I look forward to the day when cameras and audio recording equipment are allowed into Jamaican and other national courts of the Caribbean. In anticipation of the flurry of responses about the need to fix bathrooms, buy law reports and repair roofs and air conditioning before buying cameras, let me say I don’t think we have to wait until the government can afford to broadcast court proceedings, whenever that may be.
National news organisations would be panting at the opportunity to televise some major trials. Procedures could be worked out to avoid having lawyers and judges tripping over cameramen. Arrangements could be made for a single camera to record, with the tapes to be shared with all interested media houses, or perhaps to provide access via web streaming. Protocols can also be worked out in terms of what may and may not be televised, as has been done in the UK.

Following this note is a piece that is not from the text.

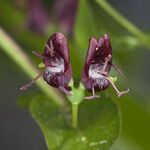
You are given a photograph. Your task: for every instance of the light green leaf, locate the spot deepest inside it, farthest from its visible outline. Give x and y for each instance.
(98, 128)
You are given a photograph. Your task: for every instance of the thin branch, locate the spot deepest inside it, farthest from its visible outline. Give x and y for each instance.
(16, 53)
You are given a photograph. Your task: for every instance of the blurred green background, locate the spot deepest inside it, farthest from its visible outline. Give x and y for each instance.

Newsrooms will have no interest in televising the vast majority of court proceedings. However, trials of significant public interest and those that involve important issues of law, constitutional or otherwise, should be televised, for transparency and better understanding of the court procedures.

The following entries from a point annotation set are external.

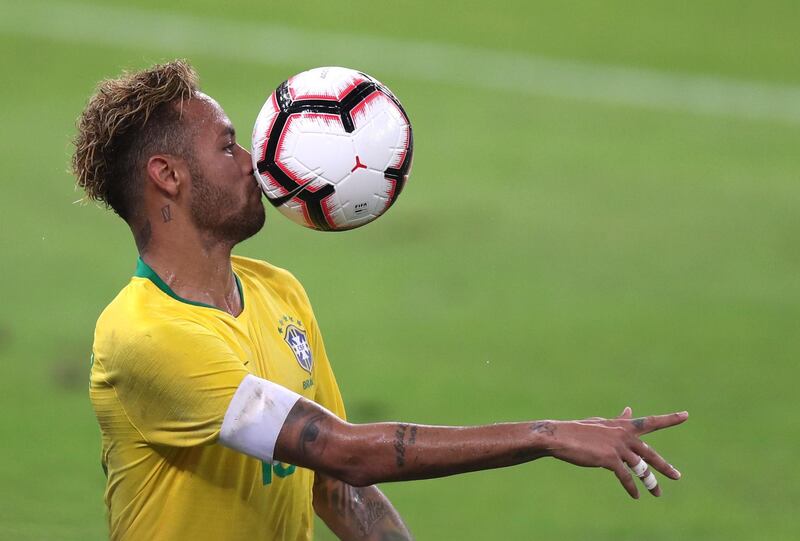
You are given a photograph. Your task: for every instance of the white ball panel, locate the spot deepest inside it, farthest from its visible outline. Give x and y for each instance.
(331, 83)
(381, 135)
(264, 121)
(318, 147)
(295, 211)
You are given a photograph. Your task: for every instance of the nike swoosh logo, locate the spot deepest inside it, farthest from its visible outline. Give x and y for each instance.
(278, 201)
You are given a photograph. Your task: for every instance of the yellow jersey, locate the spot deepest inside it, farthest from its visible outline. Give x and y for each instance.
(164, 371)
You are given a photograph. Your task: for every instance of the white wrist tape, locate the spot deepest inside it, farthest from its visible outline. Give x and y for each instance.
(255, 417)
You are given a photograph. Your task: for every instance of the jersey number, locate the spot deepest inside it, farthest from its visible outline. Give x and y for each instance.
(280, 469)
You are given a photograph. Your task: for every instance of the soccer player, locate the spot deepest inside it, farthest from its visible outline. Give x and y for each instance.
(219, 411)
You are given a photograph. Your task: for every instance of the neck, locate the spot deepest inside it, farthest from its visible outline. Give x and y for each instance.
(197, 271)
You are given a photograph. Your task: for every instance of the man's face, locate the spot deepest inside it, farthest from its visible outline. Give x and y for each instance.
(225, 197)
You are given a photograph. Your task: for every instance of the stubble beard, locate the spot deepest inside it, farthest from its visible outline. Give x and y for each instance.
(210, 207)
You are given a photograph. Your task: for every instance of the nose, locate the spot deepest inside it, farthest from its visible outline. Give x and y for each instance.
(247, 161)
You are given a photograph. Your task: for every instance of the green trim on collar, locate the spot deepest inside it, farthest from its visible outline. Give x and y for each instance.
(143, 270)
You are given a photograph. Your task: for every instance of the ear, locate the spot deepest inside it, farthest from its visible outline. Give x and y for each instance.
(167, 173)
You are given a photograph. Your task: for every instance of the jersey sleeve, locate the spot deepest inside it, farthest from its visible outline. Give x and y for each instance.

Our traditional methods of relying on accounts of the day’s proceedings from news reporters are no longer adequate in an age of increased openness and transparency. News reporting is severely restricted in terms of the time that can be allocated to any one story. On average, each day’s proceedings can consist of five hours of testimony and argument. A radio reporter will have about 90 seconds of air time into which to condense all that. A television reporter may have all of three or four minutes. Newspapers of course, have more space, but often don’t have as much impact, and certainly don’t have the reach of television.
So I think that the time has come to go beyond our customs of the past 100-plus years. We already have in the region, in the Caribbean Court of Justice, a court which has, through technology, thrown its doors wide open to the public. Proceedings are recorded for both audio and video, and during the Jamaican leg of the Shanique Myrie case, local media houses were able to air excerpts from the proceedings for the public to hear.
We don’t have to wait to do this until “we have the money.” Let’s make a decision that it’s important, enact
the laws needed to allow it to happen, and then work out details afterwards.
I join with the Lord Chief Justice of England and Wales in saying that I too would “look forward to people to seeing the court as it actually works…”
PS: It’s NaBloPoMo in the US (National Blog Posting Month) so I’ve joined the challenge of posting every day during November.